La jeune fille balbutia un oui étranglé, étonnée qu’elle connaisse son prénom. La dame poursuivit :
« Ce soir, je fais une séance de spiritisme. J’ai invité quelques voisins, accepteriez-vous de venir compléter ma table ? »
Elle s’exprimait dans un français soutenu, d’une voix douce et posée. Judith n’arrivait pas à répondre, autant époustouflée de l’invitation que d’être en présence de la personne qu’elle surveillait depuis toutes ces semaines.
« J’ai pu observer que cela vous intriguait. Je pense que cela serait mieux que vous participiez à une séance, vous pourrez ainsi vous faire une opinion plus précise de mon art. Quand pensez- vous ? »
Amusée de constater le mutisme de sa jeune voisine, elle sourit. Puis ajouta juste avant de partir, prenant comme acquis sa participation :
« Cela sera beaucoup plus intéressant pour vous que de suivre la séance de votre fenêtre ! »

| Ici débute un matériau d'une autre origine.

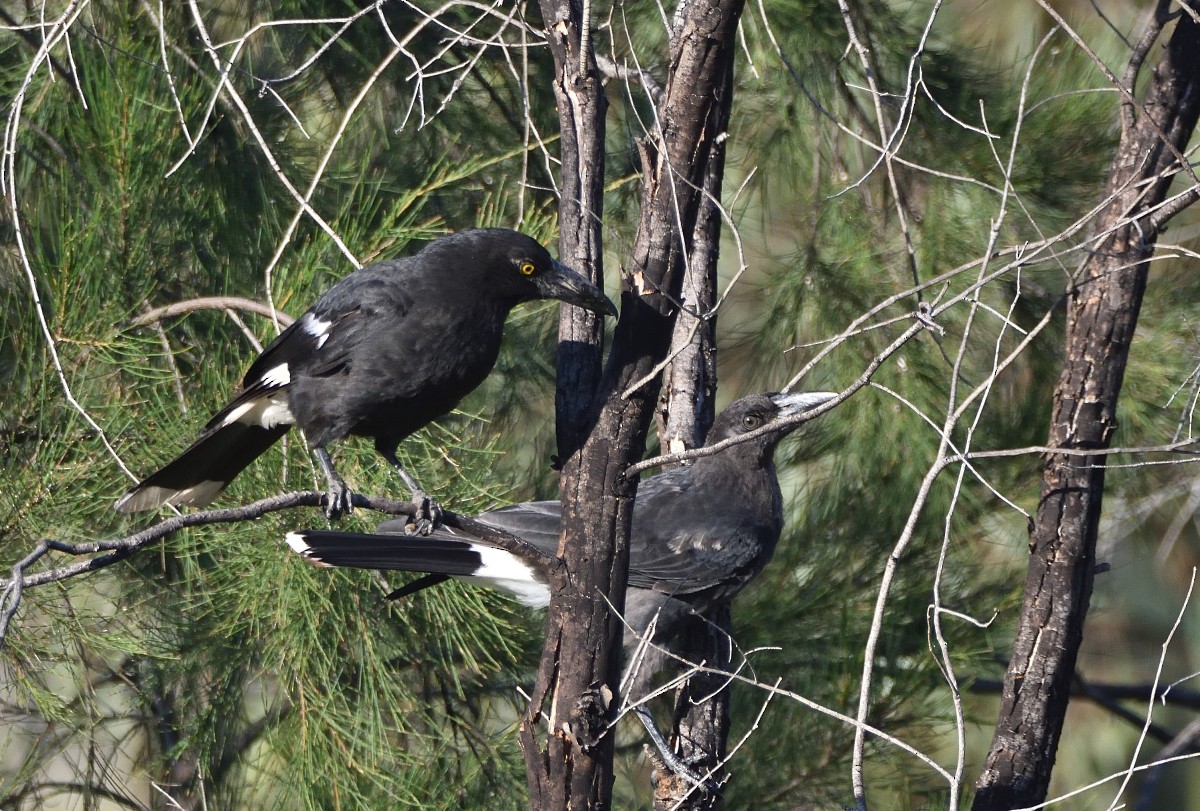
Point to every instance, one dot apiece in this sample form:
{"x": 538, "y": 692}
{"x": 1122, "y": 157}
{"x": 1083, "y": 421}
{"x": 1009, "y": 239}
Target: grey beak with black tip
{"x": 569, "y": 286}
{"x": 801, "y": 402}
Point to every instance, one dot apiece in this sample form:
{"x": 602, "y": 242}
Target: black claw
{"x": 426, "y": 515}
{"x": 339, "y": 500}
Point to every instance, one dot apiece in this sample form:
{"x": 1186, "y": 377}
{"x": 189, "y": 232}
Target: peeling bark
{"x": 1102, "y": 313}
{"x": 575, "y": 694}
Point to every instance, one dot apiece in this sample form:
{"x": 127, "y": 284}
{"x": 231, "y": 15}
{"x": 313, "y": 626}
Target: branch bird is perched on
{"x": 700, "y": 534}
{"x": 387, "y": 350}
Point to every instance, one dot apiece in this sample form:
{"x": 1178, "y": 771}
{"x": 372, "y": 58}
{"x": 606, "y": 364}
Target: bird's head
{"x": 522, "y": 270}
{"x": 767, "y": 412}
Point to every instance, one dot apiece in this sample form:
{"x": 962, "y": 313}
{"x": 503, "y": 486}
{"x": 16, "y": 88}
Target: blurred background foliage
{"x": 221, "y": 670}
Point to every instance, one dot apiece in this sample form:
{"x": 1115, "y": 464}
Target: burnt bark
{"x": 1102, "y": 313}
{"x": 687, "y": 408}
{"x": 575, "y": 694}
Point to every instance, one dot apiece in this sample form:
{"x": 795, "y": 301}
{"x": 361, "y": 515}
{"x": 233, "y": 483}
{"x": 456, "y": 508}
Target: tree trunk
{"x": 575, "y": 691}
{"x": 687, "y": 408}
{"x": 1102, "y": 313}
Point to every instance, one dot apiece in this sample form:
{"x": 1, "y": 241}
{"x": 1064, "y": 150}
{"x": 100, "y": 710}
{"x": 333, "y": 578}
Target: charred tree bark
{"x": 687, "y": 408}
{"x": 576, "y": 688}
{"x": 1102, "y": 313}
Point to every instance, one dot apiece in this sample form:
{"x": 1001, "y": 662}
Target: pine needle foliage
{"x": 219, "y": 668}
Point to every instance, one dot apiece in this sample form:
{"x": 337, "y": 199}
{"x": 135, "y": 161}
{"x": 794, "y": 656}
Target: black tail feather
{"x": 197, "y": 475}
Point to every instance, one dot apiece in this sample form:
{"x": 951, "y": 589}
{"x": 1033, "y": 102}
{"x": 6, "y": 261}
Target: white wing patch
{"x": 502, "y": 570}
{"x": 295, "y": 540}
{"x": 277, "y": 376}
{"x": 269, "y": 412}
{"x": 316, "y": 328}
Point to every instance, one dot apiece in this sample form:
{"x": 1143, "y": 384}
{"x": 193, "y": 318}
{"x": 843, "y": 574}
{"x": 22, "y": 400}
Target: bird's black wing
{"x": 685, "y": 540}
{"x": 538, "y": 523}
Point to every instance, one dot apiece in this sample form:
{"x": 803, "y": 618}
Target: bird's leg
{"x": 670, "y": 760}
{"x": 426, "y": 512}
{"x": 339, "y": 498}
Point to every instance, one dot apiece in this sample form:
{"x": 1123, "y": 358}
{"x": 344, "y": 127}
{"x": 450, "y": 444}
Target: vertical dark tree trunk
{"x": 1102, "y": 313}
{"x": 687, "y": 408}
{"x": 575, "y": 694}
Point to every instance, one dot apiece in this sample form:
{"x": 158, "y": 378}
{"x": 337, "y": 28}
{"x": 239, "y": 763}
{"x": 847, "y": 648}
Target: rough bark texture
{"x": 1102, "y": 313}
{"x": 575, "y": 694}
{"x": 687, "y": 408}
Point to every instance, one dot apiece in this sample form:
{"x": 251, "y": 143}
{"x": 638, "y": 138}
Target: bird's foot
{"x": 682, "y": 768}
{"x": 426, "y": 515}
{"x": 337, "y": 500}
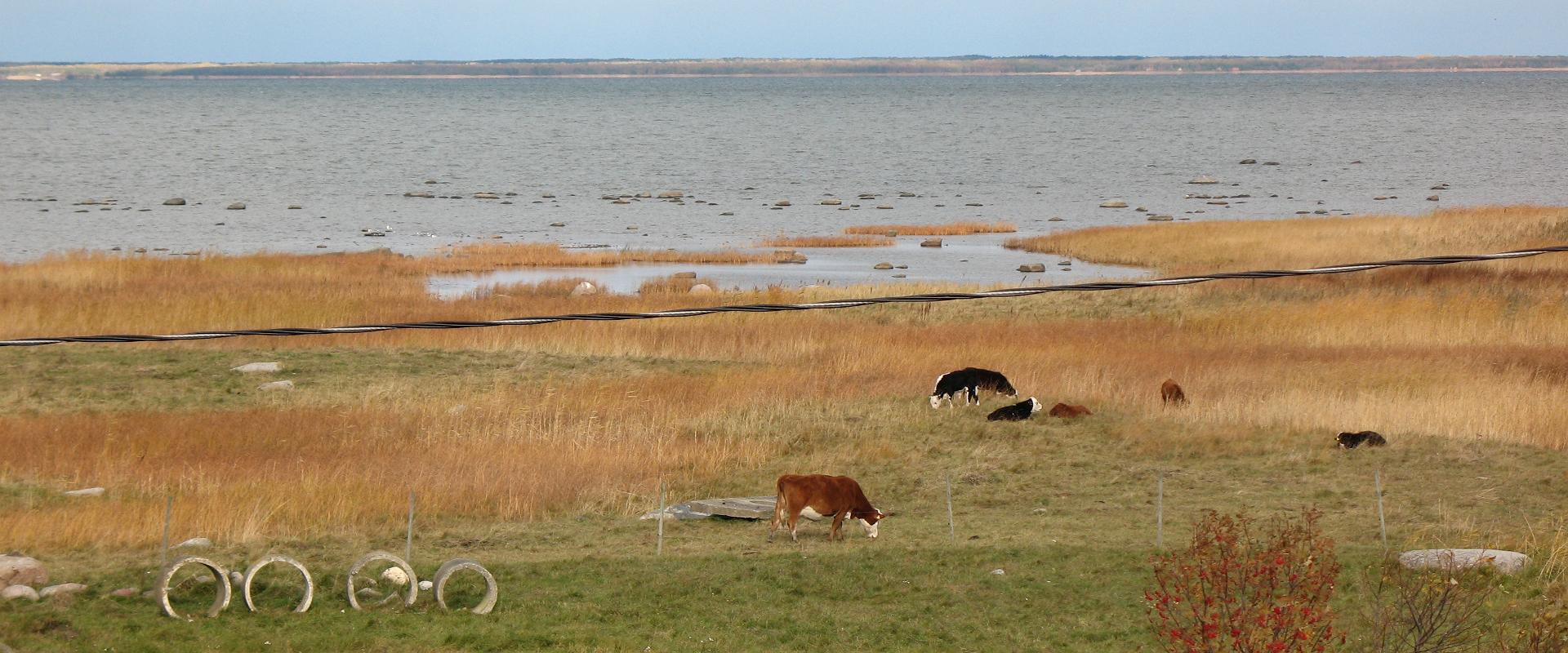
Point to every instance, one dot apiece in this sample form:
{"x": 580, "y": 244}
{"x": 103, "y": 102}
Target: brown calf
{"x": 1065, "y": 411}
{"x": 822, "y": 495}
{"x": 1172, "y": 393}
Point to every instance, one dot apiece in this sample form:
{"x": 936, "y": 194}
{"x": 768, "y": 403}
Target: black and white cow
{"x": 1349, "y": 441}
{"x": 969, "y": 383}
{"x": 1017, "y": 412}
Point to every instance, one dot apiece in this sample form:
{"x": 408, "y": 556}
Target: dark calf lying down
{"x": 969, "y": 383}
{"x": 1365, "y": 438}
{"x": 1017, "y": 412}
{"x": 1068, "y": 411}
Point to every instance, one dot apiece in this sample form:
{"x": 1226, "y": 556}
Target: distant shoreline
{"x": 961, "y": 66}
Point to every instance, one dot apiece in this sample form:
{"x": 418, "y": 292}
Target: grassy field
{"x": 533, "y": 448}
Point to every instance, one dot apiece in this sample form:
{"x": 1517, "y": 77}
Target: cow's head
{"x": 869, "y": 520}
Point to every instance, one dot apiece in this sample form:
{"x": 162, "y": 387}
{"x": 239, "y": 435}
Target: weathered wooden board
{"x": 746, "y": 508}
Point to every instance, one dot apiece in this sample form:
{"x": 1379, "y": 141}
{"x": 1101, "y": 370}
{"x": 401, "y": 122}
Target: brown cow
{"x": 822, "y": 495}
{"x": 1065, "y": 411}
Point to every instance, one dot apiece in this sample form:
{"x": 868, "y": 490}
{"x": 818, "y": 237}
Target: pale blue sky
{"x": 383, "y": 30}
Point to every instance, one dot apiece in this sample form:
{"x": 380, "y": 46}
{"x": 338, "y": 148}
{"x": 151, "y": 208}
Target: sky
{"x": 390, "y": 30}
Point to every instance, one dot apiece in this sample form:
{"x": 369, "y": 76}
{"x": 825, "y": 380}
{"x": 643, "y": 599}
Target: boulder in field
{"x": 1465, "y": 557}
{"x": 20, "y": 571}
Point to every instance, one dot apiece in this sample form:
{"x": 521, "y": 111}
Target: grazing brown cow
{"x": 1065, "y": 411}
{"x": 822, "y": 495}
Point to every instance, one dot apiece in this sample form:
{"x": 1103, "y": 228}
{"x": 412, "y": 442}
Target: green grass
{"x": 1065, "y": 508}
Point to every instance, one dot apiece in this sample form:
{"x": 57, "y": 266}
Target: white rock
{"x": 395, "y": 576}
{"x": 65, "y": 589}
{"x": 20, "y": 593}
{"x": 20, "y": 571}
{"x": 1465, "y": 557}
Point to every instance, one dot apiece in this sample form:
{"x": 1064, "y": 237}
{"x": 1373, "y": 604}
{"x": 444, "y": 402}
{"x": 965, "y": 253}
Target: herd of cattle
{"x": 841, "y": 499}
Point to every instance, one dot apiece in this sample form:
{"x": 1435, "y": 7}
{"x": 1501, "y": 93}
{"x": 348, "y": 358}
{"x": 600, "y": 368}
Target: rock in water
{"x": 1465, "y": 557}
{"x": 20, "y": 571}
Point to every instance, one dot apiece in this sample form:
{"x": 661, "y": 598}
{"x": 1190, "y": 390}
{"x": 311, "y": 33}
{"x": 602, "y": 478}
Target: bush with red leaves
{"x": 1244, "y": 593}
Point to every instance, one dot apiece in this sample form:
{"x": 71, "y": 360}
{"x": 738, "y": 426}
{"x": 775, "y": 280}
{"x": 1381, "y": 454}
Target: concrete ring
{"x": 383, "y": 557}
{"x": 250, "y": 578}
{"x": 221, "y": 575}
{"x": 453, "y": 566}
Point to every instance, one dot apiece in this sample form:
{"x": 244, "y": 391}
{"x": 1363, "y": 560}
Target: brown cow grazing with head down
{"x": 822, "y": 495}
{"x": 1065, "y": 411}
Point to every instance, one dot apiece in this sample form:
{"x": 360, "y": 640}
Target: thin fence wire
{"x": 784, "y": 307}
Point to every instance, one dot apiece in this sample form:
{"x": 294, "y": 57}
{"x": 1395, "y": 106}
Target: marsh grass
{"x": 947, "y": 229}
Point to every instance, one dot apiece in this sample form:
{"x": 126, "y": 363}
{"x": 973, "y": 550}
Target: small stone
{"x": 20, "y": 571}
{"x": 65, "y": 589}
{"x": 20, "y": 593}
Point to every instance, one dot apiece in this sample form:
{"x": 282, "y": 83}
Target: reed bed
{"x": 949, "y": 229}
{"x": 1468, "y": 351}
{"x": 826, "y": 242}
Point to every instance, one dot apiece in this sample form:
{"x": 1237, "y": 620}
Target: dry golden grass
{"x": 951, "y": 229}
{"x": 1465, "y": 351}
{"x": 826, "y": 242}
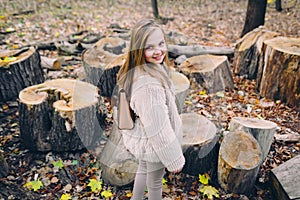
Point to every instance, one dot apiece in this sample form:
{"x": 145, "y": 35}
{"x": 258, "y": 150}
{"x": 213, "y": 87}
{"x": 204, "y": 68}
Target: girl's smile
{"x": 155, "y": 47}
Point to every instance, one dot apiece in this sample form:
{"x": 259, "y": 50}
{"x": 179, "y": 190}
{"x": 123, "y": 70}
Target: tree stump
{"x": 102, "y": 62}
{"x": 3, "y": 166}
{"x": 249, "y": 52}
{"x": 262, "y": 130}
{"x": 60, "y": 115}
{"x": 210, "y": 72}
{"x": 239, "y": 161}
{"x": 200, "y": 145}
{"x": 181, "y": 84}
{"x": 281, "y": 74}
{"x": 118, "y": 165}
{"x": 285, "y": 179}
{"x": 19, "y": 69}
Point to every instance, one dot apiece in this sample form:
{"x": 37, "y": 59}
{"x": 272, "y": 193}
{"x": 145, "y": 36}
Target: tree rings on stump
{"x": 200, "y": 145}
{"x": 209, "y": 72}
{"x": 60, "y": 115}
{"x": 239, "y": 161}
{"x": 19, "y": 69}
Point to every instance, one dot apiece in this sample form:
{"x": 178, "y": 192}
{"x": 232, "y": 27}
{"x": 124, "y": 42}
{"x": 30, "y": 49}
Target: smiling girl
{"x": 156, "y": 137}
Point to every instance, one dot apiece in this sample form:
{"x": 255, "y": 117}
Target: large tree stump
{"x": 285, "y": 179}
{"x": 102, "y": 63}
{"x": 210, "y": 72}
{"x": 3, "y": 166}
{"x": 19, "y": 69}
{"x": 262, "y": 130}
{"x": 200, "y": 145}
{"x": 118, "y": 165}
{"x": 281, "y": 71}
{"x": 60, "y": 115}
{"x": 249, "y": 52}
{"x": 239, "y": 161}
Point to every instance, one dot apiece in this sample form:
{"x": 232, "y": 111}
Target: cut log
{"x": 284, "y": 180}
{"x": 262, "y": 130}
{"x": 10, "y": 190}
{"x": 118, "y": 165}
{"x": 60, "y": 115}
{"x": 102, "y": 57}
{"x": 51, "y": 63}
{"x": 249, "y": 52}
{"x": 195, "y": 50}
{"x": 200, "y": 145}
{"x": 281, "y": 72}
{"x": 181, "y": 84}
{"x": 239, "y": 161}
{"x": 209, "y": 72}
{"x": 3, "y": 166}
{"x": 19, "y": 69}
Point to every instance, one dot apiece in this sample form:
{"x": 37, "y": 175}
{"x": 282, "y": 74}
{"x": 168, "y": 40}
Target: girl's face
{"x": 155, "y": 47}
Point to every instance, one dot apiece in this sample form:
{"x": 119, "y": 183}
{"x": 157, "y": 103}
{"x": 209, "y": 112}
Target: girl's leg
{"x": 155, "y": 173}
{"x": 139, "y": 185}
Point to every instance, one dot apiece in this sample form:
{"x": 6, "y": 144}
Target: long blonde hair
{"x": 135, "y": 57}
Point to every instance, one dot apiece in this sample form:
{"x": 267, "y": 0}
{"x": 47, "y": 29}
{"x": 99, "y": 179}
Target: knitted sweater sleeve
{"x": 149, "y": 103}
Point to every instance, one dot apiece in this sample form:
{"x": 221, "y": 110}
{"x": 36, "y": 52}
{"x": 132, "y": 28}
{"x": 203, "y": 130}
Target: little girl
{"x": 156, "y": 137}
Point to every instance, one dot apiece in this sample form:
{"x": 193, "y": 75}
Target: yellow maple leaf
{"x": 95, "y": 185}
{"x": 203, "y": 179}
{"x": 106, "y": 194}
{"x": 65, "y": 197}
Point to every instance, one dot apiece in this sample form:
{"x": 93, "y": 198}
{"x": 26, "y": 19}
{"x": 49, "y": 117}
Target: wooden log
{"x": 51, "y": 63}
{"x": 281, "y": 72}
{"x": 284, "y": 180}
{"x": 11, "y": 190}
{"x": 19, "y": 69}
{"x": 195, "y": 50}
{"x": 118, "y": 165}
{"x": 181, "y": 84}
{"x": 239, "y": 161}
{"x": 200, "y": 145}
{"x": 249, "y": 52}
{"x": 4, "y": 169}
{"x": 210, "y": 72}
{"x": 97, "y": 58}
{"x": 262, "y": 130}
{"x": 60, "y": 115}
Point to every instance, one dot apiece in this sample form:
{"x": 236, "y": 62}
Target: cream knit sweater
{"x": 157, "y": 134}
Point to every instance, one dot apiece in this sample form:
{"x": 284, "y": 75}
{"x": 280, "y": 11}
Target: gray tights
{"x": 149, "y": 174}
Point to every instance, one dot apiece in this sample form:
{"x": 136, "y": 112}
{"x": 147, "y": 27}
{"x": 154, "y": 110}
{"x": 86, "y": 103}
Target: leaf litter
{"x": 68, "y": 175}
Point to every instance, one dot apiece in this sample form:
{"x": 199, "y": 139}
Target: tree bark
{"x": 239, "y": 162}
{"x": 101, "y": 64}
{"x": 249, "y": 52}
{"x": 255, "y": 16}
{"x": 282, "y": 179}
{"x": 262, "y": 130}
{"x": 4, "y": 169}
{"x": 195, "y": 50}
{"x": 208, "y": 72}
{"x": 24, "y": 71}
{"x": 60, "y": 115}
{"x": 281, "y": 71}
{"x": 200, "y": 145}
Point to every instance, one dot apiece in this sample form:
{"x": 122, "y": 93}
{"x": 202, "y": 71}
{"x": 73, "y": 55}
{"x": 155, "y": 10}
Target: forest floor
{"x": 206, "y": 22}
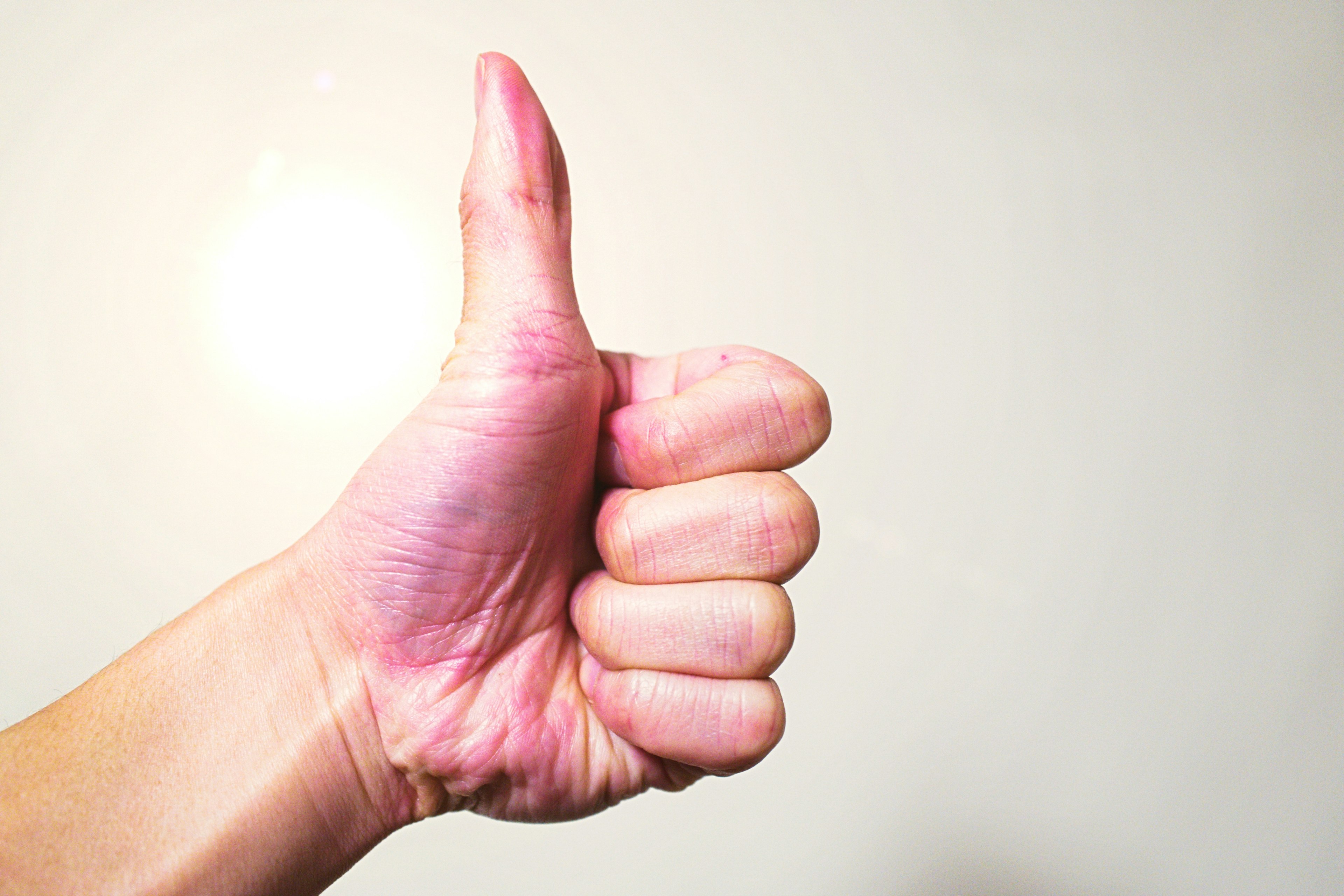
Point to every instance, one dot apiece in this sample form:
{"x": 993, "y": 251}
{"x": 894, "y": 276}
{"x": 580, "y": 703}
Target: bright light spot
{"x": 322, "y": 298}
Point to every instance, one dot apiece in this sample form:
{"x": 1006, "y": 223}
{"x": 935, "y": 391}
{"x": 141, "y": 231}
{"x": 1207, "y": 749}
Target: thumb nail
{"x": 480, "y": 83}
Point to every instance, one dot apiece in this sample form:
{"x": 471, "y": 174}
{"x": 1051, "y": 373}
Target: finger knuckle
{"x": 791, "y": 526}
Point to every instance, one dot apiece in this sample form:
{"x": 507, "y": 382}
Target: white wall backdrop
{"x": 1073, "y": 274}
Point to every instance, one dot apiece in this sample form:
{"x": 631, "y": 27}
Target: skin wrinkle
{"x": 448, "y": 577}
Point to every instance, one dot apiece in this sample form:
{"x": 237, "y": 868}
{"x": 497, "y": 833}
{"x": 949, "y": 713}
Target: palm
{"x": 498, "y": 680}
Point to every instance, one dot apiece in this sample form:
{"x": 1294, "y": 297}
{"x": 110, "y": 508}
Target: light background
{"x": 1070, "y": 272}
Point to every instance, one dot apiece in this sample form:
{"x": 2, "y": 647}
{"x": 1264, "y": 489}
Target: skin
{"x": 554, "y": 586}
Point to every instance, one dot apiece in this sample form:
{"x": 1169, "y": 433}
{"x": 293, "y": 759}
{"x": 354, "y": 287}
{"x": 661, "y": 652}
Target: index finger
{"x": 706, "y": 413}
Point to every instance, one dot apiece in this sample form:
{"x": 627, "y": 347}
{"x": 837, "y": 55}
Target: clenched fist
{"x": 555, "y": 585}
{"x": 562, "y": 573}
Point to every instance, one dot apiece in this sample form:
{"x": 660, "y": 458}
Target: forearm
{"x": 233, "y": 751}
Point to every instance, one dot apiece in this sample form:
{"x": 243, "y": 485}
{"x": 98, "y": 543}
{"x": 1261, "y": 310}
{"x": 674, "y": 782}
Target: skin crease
{"x": 555, "y": 585}
{"x": 456, "y": 593}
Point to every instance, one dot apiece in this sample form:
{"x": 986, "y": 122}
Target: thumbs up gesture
{"x": 561, "y": 575}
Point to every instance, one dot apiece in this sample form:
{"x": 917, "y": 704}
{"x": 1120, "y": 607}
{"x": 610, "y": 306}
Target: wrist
{"x": 326, "y": 708}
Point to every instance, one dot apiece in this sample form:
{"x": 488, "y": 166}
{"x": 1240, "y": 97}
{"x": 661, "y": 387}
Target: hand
{"x": 526, "y": 657}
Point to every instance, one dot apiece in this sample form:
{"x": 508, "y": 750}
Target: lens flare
{"x": 322, "y": 298}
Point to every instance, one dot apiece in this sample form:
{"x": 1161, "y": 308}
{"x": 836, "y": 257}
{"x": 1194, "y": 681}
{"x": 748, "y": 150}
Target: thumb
{"x": 519, "y": 287}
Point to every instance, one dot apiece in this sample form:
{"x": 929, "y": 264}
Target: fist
{"x": 561, "y": 575}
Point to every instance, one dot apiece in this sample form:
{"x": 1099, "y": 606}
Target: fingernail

Mutine, elle partit sans rien ajouter, laissant Judith abasourdie. Elle savait depuis le début que Judith l’observait ! Pourtant elle aurait juré, que son inquiétante voisine ne s’était pas aperçue de l’espionnage dont elle était l’objet ! Elle était, à n’en pas douter, une redoutable adversaire.
Judith referma sa porte, muette de saisissement. Se rendrait-elle à la soirée ?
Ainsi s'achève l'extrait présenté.